Transaction Details Sale of 15% of the Company's shareholding in ADC (a wholly owned subsidiary) and 60% of the Company's shareholding in SFPC (a wholly owned subsidiary) to Tyson.

The transaction is expected to close as soon as practicable, subject to customary closing conditions, including any required merger control and regulatory approvals.

The Company was advised by Ernst & Young Corporate Finance Limited as the financial advisor and Baker & McKenzie as the legal advisor.

Transaction Value USD 70 million (equivalent to SAR 262.6 million) subject to customary price adjustments under the sale and purchase agreement.
Transaction Terms The transaction closing is subject to customary closing conditions, including any required merger control and related approvals.

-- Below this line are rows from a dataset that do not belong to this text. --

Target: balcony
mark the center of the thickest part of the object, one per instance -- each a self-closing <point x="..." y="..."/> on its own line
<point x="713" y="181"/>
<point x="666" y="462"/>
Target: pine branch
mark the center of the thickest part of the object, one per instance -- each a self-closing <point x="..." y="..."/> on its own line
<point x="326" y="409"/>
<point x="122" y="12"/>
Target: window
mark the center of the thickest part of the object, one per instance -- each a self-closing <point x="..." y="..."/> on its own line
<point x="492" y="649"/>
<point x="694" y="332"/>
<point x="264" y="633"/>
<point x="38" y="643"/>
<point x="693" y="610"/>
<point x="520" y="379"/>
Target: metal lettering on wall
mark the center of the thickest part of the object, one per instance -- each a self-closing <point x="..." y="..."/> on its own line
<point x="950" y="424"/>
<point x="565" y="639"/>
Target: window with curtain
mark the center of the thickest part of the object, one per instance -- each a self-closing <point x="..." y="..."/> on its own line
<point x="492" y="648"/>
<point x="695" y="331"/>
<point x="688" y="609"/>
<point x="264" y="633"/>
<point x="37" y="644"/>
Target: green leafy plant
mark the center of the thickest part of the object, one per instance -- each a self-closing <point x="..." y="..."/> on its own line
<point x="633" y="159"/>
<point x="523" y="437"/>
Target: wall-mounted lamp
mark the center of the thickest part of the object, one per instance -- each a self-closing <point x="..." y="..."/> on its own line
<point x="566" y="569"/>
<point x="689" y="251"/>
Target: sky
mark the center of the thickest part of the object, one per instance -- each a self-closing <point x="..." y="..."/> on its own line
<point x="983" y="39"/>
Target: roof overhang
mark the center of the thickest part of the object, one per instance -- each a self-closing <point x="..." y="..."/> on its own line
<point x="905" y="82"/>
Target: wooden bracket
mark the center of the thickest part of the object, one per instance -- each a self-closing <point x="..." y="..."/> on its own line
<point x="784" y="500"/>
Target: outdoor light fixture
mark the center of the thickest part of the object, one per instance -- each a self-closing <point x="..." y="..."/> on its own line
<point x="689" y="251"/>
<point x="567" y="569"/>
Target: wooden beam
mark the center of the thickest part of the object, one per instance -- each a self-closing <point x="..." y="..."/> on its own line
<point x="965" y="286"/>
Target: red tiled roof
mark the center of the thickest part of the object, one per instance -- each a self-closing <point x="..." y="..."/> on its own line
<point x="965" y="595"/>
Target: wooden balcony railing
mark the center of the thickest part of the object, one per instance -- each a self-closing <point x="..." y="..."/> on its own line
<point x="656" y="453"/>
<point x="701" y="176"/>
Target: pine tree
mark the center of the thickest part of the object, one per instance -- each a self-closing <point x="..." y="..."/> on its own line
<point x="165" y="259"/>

At completion of the transaction, the shareholders shall enter into shareholders' agreements in relation to the ownership, management and operations of each of SFPC and ADC.

Following Completion, the shareholders have agreed that:

• Tyson will contribute an amount of USD 21 million (or such other amount as may be agreed upon by the Shareholders) in consideration for newly issued shares in SFPC; and

• The Company will contribute an amount of USD 14 million (or such other amount as may be agreed upon by the Shareholders) in consideration for newly issued shares in SFPC, to fund the expansion of additional processing capacity of SFPC.

Parties of the Transaction Tanmiah Food Company (seller), Tyson International Holding Company (purchaser), and Tyson Foods, Inc. (guarantor).
Transaction Execution Date 2022-07-05 Corresponding to 1443-12-06
Description of the Business of the Asset forming the Subject Matter of the Transaction ADC:

The rearing and production of broilers, feedmilling and operation of hatcheries, and production, sale, and distribution of fresh chicken

SFPC:

The production of a variety of value-added pre-prepared chicken and beef products and, sales and distribution thereof

Asset Book Value The registered capital of ADC is SAR 20,000,000 and the registered capital of SFPC is SAR 8,625,000.
Financial Statements for the Last Three Years of the Asset forming the Subject Matter of the Transaction Not applicable
Transaction reasons This transaction provides a strategic partnership with Tyson and will establish the foundation for the next phase of growth for Tanmiah through making use of Tyson’s well-established track record and global industry expertise to drive innovation across the production, sale and distribution of fresh poultry and further processed products, both domestically and internationally.

The transaction is also aligned to Tanmiah’s strategic expansion agenda and will result in doubling the Company’s production capacity in further processed products. It will also enable Tanmiah to introduce new Halal products to the international market, thus enhancing the diversification of the product portfolio of the Company.

In addition, it will enable the Company to enhance its operations through supply chain efficiency, larger scale of operations, and improved procurement procedures of grain and other commodities.

The Company will gain insights to industry know-how from a global leader in its field and obtain access to world-class training and development programs.

Expected Impact of the Transaction on the Company and Its Operations The transaction will boost and strengthen the Company's brand across the GCC and other markets.

It is anticipated that the transaction will be reflected in the consolidated financial statements of Tanmiah as at 30 September 2022.

Details of Using The Proceeds of the Asset Sale Funding of capacity expansion and other corporate purposes in line with the Company's strategy.
Related Parties N/A
Attached Documents  

The Capital Market Authority and Saudi Exchange take no responsibility for the contents of this disclosure, make no representations as to its accuracy or completeness, and expressly disclaim any liability whatsoever for any loss arising from, or incurred in reliance upon, any part of this disclosure, and the issuer accepts full responsibility for the accuracy of the information contained in it and confirms, having made all reasonable enquiries, that to the best of their knowledge and belief, there are no other facts or information the omission of which would make the disclosure misleading, incomplete or inaccurate.